I went to college with a woman whose life plan involved “getting on a soap opera and just like, doing that for a while.” She assured us all she had a friend or an aunt or someone who could help her and while we all smiled and nodded, she neglected to audition for any plays, refused to volunteer for any student films, was much too busy to attend local casting calls and spent most of her time barely attending classes and showing up to sorority parties without having helped in any sort of event planning. Apparently, she thought that if she majored in Theater and had a friend in the biz, her life would fall into place as if by fate or magic and all she would have to do was her hair and makeup.
If I remembered her name, maybe I’d look her up to see which chain restaurant she was working at but there was literally nothing about her other than her lack of ambition that I can recall right now.
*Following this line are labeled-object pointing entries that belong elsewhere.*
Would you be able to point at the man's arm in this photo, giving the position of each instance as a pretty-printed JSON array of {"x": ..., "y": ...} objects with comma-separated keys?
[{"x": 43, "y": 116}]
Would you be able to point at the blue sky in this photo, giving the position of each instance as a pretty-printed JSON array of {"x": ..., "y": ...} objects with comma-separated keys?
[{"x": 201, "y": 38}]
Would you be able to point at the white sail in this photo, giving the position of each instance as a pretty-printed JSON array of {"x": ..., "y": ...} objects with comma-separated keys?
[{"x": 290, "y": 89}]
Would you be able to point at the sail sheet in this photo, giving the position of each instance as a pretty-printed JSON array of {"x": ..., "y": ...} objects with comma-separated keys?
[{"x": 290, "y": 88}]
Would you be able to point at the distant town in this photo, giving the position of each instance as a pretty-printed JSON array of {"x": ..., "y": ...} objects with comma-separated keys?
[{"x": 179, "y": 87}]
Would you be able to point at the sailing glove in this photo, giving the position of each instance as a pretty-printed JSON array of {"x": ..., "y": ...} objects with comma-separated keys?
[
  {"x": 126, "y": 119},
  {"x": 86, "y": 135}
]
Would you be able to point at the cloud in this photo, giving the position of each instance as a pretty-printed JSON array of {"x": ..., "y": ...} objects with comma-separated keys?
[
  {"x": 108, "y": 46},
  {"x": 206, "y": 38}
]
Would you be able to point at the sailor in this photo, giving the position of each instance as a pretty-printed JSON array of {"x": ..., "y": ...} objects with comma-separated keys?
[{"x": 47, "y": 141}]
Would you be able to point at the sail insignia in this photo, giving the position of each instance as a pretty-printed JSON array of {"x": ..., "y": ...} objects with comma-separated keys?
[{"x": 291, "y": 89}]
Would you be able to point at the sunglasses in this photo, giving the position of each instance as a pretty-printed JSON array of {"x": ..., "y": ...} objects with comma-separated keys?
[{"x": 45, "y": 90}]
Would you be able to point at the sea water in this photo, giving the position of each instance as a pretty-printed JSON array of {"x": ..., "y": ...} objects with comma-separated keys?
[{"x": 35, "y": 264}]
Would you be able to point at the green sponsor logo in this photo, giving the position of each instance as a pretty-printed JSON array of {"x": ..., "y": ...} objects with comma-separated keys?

And I’m trying! She wore sweatshirts sometimes? She had brownish or blondish hair? She… chewed gum? That’s all I got.
I’m thinking about Sweatshirts because I keep seeing these motivational whoosits for writers on Twitter and Tumblr in the vein of “Keep writing until your signature becomes and autograph” and “Imagine your favorite writer* becoming your biggest fan”.
*Chuck Palahniuk is one of my favorite writers. He seems like a bit of a psycho if you wanna know the truth. He… doesn’t need to know who I am, thanks.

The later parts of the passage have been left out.